Porém, o questionamento nos meios acadêmicos era: os pesquisadores só estavam oferecendo água salgada para as cobaias, sem dar ao organismo deles a mínima chance de se livrar do excesso de sódio, como aconteceria se nós, depois de nos fartarmos em um churrasco com muito sal grosso, tomássemos bastante água para compensar. É disso que trata um outro trabalho do ICB-USP.

Depois do churrasco

"Há dez anos, estou nesse barco de sal e hipertensão", se apresenta a nutricionista Paula Magalhães Gomes, pós-doutoranda do ICB-USP, que sempre se dedicou à pesquisa.
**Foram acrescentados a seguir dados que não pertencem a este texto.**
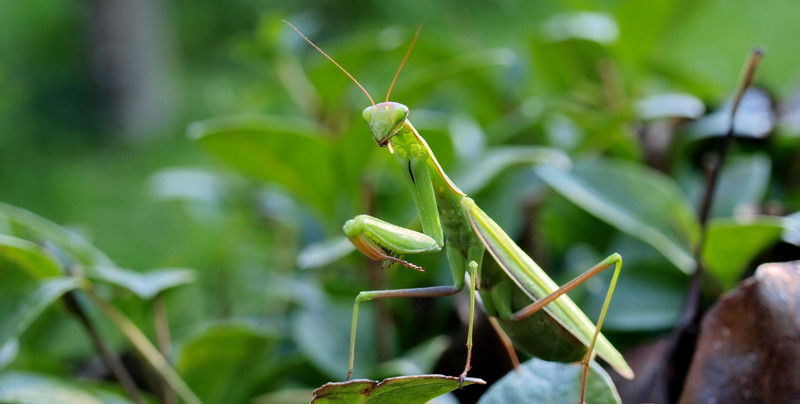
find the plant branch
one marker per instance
(109, 358)
(146, 349)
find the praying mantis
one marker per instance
(527, 305)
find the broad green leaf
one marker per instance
(419, 359)
(742, 184)
(29, 256)
(486, 168)
(30, 226)
(8, 352)
(731, 245)
(145, 285)
(670, 105)
(540, 381)
(224, 362)
(289, 152)
(634, 199)
(400, 390)
(14, 320)
(32, 388)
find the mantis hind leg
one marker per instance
(529, 310)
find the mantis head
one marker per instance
(384, 120)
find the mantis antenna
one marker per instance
(403, 63)
(334, 62)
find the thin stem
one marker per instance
(684, 338)
(146, 349)
(161, 321)
(109, 358)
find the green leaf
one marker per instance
(289, 152)
(401, 390)
(419, 359)
(224, 362)
(14, 320)
(32, 388)
(29, 256)
(539, 381)
(742, 184)
(486, 168)
(731, 244)
(30, 226)
(145, 285)
(637, 200)
(325, 252)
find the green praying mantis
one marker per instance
(527, 305)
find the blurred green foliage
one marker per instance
(292, 161)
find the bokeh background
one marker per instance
(113, 116)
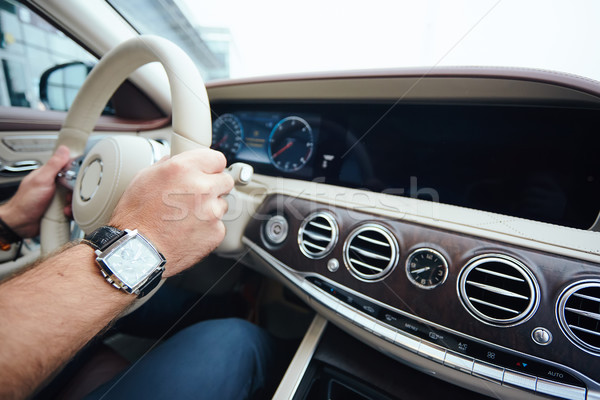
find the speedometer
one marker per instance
(291, 144)
(228, 134)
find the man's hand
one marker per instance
(24, 211)
(177, 205)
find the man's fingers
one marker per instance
(214, 184)
(207, 160)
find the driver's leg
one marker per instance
(217, 359)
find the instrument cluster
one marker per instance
(285, 142)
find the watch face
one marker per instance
(133, 261)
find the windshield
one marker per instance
(236, 38)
Ela ainda estava na Universidade Federal de Ouro Preto, em Minas Gerais, quando estudava cobaias bem novinhas —"como se fossem bebês humanos de 6 meses que estivessem saindo do aleitamento materno", compara — e incluía sal na ração. Só que os animais tinham acesso à água normal. Mesmo assim, depois de 90 dias, com idade equivalente àquela de um jovem adulto, eles tinham se tornado hipertensos.

No ICB-USP desde 2019, Paula começou a trabalhar para responder a pergunta que ela e seus colegas tanto ouviam: será que a pressão não subiria por falta de água de beber purinha? Primeiro, provou que a bebida salina não chegava a aumentar o volume de sangue nos vasos. E que, apesar de beberem só água com sal, não havia um aumento de sódio significativo no plasma sanguíneo. "Por serem animais saudáveis, que tinham rins funcionando bem para eliminar o sódio a mais, no final esse mineral não ficava circulando em excesso", explica.

O que havia, isso sim, eram picos de pressão arterial — como, de volta ao exemplo do churrasco, deve acontecer depois de você devorar a picanha com sal. Com muito líquido junto, o sódio vai embora e a pressão se normaliza depressa.

Mas aí é que está: o cérebro não aceita um sobe-e-desce de pressão."Por isso, mesmo sem sódio elevado no sangue, os animais permaneciam por um bom tempo com o mineral aumentado no líquor", explica.

O problema de exagerar desde a infância

Os pesquisadores também observam que, uma vez desafiado com uma sobrecarga de sal, mesmo que possa se livrar do sódio adiante, se houver um bis —isto é, se o cérebro ficar banhado de novo em sódio em outro momento — pode ser que a pressão suba mais ainda na segunda vez. Porque ele já teria mudado a programação de suas células para um outro padrão. E, a cada fase de exagero no saleiro, a tendência à hipertensão neurogênica vai crescendo.

A lição que fica na cabeça é que as pitadas sal, portanto, devem ser maneiradas ao longo de toda a vida. Infelizmente, até pelo consumo desde a infância de alimentos ultraprocessados ricos em sódio, o brasileiro ingere mais do que o dobro dos 5 gramas desse mineral recomendados pela OMS (Organização Mundial da Saúde). E, para tristeza do coração, essa memória o cérebro não perde.